On the contention of Mr. Ezeuko that in so far as the respondents have not counter-claimed for title, an order of dismissal will not harm the appellants, it is my view that a dismissal of the action will raise certain forms of estoppel in favour of the respondents as against the appellants in any future suits. The result cannot, therefore, be the same with an order of non-suit. Considering the nature of a non-suit as I have explained above, it appears to me to be a misconception to argue that the appellants are entitled to judgment in the claim for trespass or an order of permanent injunction, as they are on their own admission entitled to only an order of non-suit which, as I have shown, is predicated upon the premises that none of the parties is entitled to judgment for either damages for trespass or injunction.
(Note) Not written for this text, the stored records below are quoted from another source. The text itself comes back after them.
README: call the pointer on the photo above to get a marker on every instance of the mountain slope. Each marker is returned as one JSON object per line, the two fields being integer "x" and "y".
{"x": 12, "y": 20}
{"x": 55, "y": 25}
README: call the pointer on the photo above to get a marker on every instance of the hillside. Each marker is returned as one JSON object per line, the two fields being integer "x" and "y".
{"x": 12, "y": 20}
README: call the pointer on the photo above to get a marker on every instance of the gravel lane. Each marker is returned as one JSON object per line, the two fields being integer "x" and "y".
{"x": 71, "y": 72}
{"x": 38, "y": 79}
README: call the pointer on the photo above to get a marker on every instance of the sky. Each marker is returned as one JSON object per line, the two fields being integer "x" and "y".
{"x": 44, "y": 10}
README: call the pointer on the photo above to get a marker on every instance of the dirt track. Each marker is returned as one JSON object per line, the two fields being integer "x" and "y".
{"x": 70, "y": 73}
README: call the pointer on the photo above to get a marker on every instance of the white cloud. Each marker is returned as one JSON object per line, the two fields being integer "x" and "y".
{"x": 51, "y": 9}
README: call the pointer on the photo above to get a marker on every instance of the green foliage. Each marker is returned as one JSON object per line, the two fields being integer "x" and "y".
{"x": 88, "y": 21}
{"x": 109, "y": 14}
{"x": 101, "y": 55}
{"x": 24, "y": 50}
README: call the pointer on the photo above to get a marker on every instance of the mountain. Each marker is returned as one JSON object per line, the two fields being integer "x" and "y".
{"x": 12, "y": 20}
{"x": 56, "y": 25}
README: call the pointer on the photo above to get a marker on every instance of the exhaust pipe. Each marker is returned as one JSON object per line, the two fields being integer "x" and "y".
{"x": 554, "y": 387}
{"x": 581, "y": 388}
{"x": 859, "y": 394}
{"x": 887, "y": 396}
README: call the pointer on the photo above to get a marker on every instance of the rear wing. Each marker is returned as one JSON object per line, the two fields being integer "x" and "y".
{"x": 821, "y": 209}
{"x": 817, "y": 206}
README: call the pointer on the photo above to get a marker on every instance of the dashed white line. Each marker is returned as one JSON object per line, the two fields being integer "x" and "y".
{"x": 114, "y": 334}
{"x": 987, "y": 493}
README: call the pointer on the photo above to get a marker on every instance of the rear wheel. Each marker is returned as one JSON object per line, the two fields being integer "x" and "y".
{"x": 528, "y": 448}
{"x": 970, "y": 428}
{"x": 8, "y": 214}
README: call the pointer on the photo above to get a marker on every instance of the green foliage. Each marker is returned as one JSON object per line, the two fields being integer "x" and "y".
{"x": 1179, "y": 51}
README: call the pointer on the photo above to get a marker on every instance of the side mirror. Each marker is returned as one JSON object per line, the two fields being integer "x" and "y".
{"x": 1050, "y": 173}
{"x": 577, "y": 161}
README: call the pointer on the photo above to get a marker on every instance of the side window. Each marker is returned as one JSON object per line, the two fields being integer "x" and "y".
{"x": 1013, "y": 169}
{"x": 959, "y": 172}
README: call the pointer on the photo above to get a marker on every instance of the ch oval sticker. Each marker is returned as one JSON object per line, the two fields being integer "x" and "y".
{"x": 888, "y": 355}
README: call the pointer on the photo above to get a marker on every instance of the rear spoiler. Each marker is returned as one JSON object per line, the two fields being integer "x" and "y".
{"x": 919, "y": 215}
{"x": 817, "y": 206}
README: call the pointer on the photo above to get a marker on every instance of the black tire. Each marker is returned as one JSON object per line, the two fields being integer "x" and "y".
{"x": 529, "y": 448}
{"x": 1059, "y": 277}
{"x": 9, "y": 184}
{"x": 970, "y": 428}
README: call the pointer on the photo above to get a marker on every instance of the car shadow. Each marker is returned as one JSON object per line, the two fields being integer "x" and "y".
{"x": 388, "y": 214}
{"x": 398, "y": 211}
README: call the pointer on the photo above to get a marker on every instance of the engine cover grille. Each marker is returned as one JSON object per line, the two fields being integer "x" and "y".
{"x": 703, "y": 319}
In the instant case, the learned trial Judge found that the land belonged to Amakwa Village of which the appellants form a part. A verdict for either damages in trespass or permanent injunction appears to me to be inconsistent with non-suit which they are asking for in this appeal.

For all I have said, the appeal succeeds and is allowed. I set aside the order of dismissal made by the Court of Appeal in this suit and restore the order of non-suit made by the court of trial.

The appellants shall have the costs of this appeal which I assess at N500.00.